While Homesick is written from the perspective of a woman struggling to make it as a musician and writer, its relevance is much broader in a country where average house prices have tripled in the last four decades. The tourist haven of Cornwall – so beautifully evoked in this book you can smell the salt in the air – is both idyllic and troubled, an extreme version of the divides playing out around the UK. Davies writes of teachers leaving because they can’t afford a home, and local families including her sister moving into tents every summer because renting their homes to tourists is the only way to pay the mortgage. The situation is best summarised as Davies flicks through the local paper, The Cornishman, to find less than a page for jobs and a 40-page supplement for houses. It’s the same crisis that came across so memorably in the recent best-seller The Salt Path, chronicling an extraordinary couple’s walk along the South West coast, with its population of the rural homeless, of seasonal workers making camps in the forest because they were priced out of homes.
Living in a shed isn’t exactly a solution for everyone, but it makes for a rare gem of a book: a combination of underdog page-turner and political tract that raises some of the biggest questions of the day, even if it can’t hope to answer them. There are triumphs (surfing at dawn with seals for company, installing a wood-burner) and trials (fear of being evicted, a theft, a slug-in-thermos incident), all captured in fluid, poetic and provocative writing.
Not only is the relationship between work and home broken for a priced-out younger generation that the economist Guy Standing has labelled “the precariat”, but so is our relationship with the natural world. Davies writes about her childhood in Cornwall, playing with her friends, “Oblivious to the fact that these years of perfect freedom, in a world of sparkling rivers, fertile soil and clean air and a sea full of fish, would turn out to be a kind of curse. The years in this valley were the highlight of my childhood – as they would have been of any childhood – and they would cast a long shadow over my life. I would spend much of my adulthood watching the world I loved disappear, grieving, counting the losses one by one, trying to find my way home.”
The connection with home is personal, the means to afford one political. While housing is particularly extortionate in a tourist hotspot, the national statistic she cites are sobering: between 2000 and 2015, homelessness in the UK rose by 40 per cent, while in 2017, Shelter estimated one in every 200 people in Britain to be homeless.
Other countries take a very different approach to the meaning of home: while owning your own place is embedded in the British psyche, renting is the norm in much of Europe. The first time I moved into a rented flat in Geneva I was astonished that I was expected to provide everything – even curtain poles – and that the flat was a plain white box. I soon came to realise that the curtain poles were symbolic of a very different attitude to renting, where your rental home feels yours in a more meaningful way.
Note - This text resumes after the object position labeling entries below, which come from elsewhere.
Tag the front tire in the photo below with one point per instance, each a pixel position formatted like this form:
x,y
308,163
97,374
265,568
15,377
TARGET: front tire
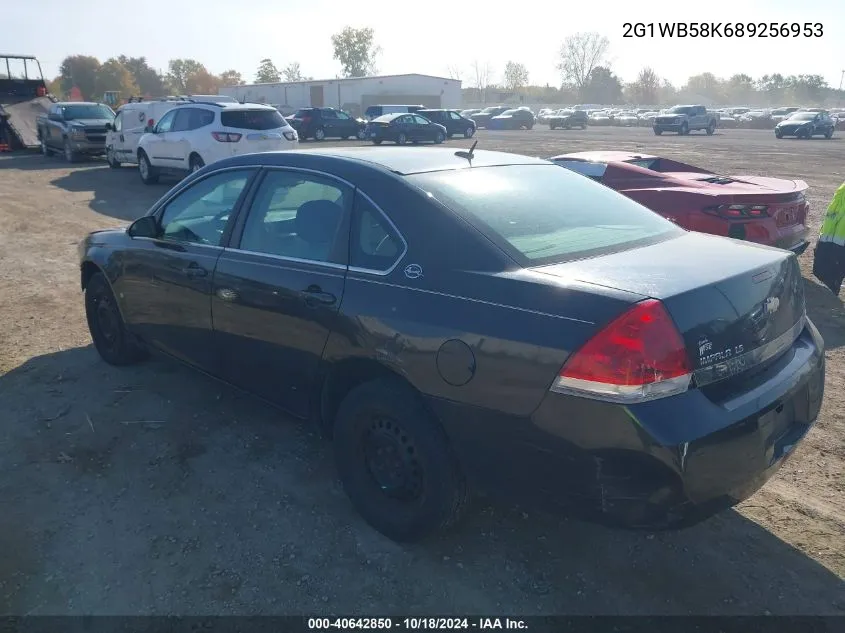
x,y
112,341
148,173
395,463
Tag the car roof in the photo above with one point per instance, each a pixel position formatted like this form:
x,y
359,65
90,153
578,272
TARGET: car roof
x,y
399,160
605,156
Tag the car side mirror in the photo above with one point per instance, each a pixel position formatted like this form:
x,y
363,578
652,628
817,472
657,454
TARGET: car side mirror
x,y
145,226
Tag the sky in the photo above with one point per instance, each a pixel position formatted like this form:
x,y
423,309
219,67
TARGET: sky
x,y
419,38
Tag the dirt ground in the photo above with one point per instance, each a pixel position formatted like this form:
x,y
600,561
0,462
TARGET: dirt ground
x,y
154,490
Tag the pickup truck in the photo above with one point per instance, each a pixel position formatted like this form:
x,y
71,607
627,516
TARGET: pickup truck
x,y
685,119
74,128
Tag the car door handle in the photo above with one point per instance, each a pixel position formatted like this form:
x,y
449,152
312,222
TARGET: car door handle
x,y
314,295
195,270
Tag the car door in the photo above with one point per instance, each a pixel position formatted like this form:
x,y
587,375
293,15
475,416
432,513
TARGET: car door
x,y
165,288
157,144
423,129
278,288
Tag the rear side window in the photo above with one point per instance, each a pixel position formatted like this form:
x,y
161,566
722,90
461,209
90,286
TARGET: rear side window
x,y
542,214
252,119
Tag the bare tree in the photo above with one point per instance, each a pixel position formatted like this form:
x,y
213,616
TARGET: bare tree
x,y
482,72
455,72
580,54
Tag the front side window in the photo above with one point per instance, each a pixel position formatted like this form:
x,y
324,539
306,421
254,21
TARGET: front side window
x,y
199,214
542,214
299,216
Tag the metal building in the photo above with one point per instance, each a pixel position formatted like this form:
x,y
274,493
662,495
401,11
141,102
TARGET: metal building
x,y
353,94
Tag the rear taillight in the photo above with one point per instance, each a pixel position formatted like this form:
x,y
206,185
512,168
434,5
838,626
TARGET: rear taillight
x,y
638,356
738,211
226,137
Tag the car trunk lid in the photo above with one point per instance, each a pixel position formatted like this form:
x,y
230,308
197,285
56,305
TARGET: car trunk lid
x,y
731,301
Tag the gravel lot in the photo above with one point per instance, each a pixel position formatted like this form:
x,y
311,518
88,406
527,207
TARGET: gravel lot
x,y
154,490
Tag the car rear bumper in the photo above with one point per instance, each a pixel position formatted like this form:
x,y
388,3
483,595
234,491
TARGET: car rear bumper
x,y
668,463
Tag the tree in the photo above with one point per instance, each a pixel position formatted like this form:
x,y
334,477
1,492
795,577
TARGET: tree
x,y
114,76
646,88
230,78
80,71
516,76
293,72
602,87
267,72
180,72
482,73
148,79
580,54
356,51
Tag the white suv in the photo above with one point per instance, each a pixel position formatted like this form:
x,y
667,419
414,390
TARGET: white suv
x,y
195,134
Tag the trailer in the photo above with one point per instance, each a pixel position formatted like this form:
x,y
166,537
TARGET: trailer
x,y
23,98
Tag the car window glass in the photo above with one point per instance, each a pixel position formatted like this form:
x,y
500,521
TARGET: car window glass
x,y
296,215
166,121
374,244
182,121
199,214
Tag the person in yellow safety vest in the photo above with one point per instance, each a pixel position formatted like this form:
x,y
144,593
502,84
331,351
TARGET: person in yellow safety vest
x,y
829,256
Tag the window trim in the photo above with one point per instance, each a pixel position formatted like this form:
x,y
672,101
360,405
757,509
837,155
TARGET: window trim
x,y
399,258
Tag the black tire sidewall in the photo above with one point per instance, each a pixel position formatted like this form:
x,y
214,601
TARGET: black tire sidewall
x,y
444,488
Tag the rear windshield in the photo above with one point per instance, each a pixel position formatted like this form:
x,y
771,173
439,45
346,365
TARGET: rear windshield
x,y
252,119
89,111
542,214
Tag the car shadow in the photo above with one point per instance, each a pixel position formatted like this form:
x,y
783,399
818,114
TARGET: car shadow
x,y
32,160
827,312
117,193
159,490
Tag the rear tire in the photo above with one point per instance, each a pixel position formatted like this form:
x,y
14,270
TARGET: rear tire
x,y
112,341
149,174
395,462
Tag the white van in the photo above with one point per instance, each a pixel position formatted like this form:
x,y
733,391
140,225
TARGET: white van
x,y
125,131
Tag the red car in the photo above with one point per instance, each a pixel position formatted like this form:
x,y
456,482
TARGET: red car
x,y
769,211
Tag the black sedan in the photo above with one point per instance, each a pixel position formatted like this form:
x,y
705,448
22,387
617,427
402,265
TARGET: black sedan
x,y
452,120
404,128
472,320
516,119
806,125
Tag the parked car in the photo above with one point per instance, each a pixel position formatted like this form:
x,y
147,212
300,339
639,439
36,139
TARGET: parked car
x,y
512,327
568,119
483,118
769,211
517,119
128,126
684,119
74,128
322,123
193,135
373,112
404,128
452,121
806,125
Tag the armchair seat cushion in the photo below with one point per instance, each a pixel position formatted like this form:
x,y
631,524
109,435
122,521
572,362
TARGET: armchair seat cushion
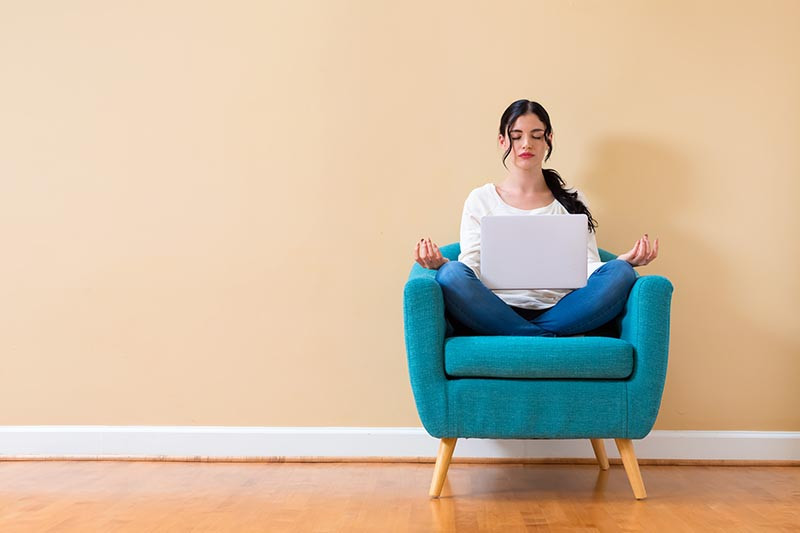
x,y
538,357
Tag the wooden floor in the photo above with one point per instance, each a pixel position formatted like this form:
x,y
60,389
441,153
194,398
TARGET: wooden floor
x,y
107,496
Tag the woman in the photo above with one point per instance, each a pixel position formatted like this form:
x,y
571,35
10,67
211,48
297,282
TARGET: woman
x,y
527,135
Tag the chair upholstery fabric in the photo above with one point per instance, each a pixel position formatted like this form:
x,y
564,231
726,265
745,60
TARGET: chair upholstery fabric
x,y
538,357
529,388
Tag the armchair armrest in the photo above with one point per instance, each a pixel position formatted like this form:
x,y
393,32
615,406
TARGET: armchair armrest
x,y
645,324
424,325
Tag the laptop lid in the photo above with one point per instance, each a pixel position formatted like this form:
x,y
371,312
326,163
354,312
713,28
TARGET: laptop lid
x,y
534,251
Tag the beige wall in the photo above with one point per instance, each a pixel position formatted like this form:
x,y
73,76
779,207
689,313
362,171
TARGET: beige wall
x,y
208,209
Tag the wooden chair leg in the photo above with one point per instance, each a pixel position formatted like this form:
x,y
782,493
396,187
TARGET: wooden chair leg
x,y
625,447
600,452
446,448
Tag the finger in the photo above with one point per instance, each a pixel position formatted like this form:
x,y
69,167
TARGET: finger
x,y
417,250
641,253
653,252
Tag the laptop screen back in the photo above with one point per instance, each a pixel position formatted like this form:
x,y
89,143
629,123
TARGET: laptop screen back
x,y
534,251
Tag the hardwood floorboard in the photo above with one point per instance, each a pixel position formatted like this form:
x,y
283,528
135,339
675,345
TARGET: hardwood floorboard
x,y
85,496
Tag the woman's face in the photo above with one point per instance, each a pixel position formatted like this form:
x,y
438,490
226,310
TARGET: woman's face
x,y
528,142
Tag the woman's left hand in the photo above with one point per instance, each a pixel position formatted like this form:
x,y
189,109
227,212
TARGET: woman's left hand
x,y
642,252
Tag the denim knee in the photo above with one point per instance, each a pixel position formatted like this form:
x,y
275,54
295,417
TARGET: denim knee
x,y
622,272
450,273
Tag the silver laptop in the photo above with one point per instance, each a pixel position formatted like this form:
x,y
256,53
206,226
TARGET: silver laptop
x,y
534,251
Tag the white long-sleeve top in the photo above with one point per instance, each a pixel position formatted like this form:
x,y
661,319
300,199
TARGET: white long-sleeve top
x,y
485,201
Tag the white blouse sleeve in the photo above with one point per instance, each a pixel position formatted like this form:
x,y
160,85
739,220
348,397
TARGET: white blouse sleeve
x,y
470,236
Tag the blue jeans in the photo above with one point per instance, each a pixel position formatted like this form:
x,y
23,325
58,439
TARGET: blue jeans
x,y
471,306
Rent increases are controlled by the local government, you can’t be easily kicked out, and there’s an informal rule that you will only be given a tenancy if the rent is around a third of your salary, which helps to keep rent prices in proportion with wages. The system has many faults, but it feels more stable than Britain’s housing rollercoaster. Elsewhere, Berlin is mulling a five-year freeze on rent prices.
It would take another kind of book entirely to unravel the causes of the problem and explore the solutions, but Homesick is a vivid, if partial, glimpse of where we have gone wrong. It’s a rain-lashed wake-up call for a country that has turned on the property porn TV programmes and pulled the curtains on the desolate view outside for too long.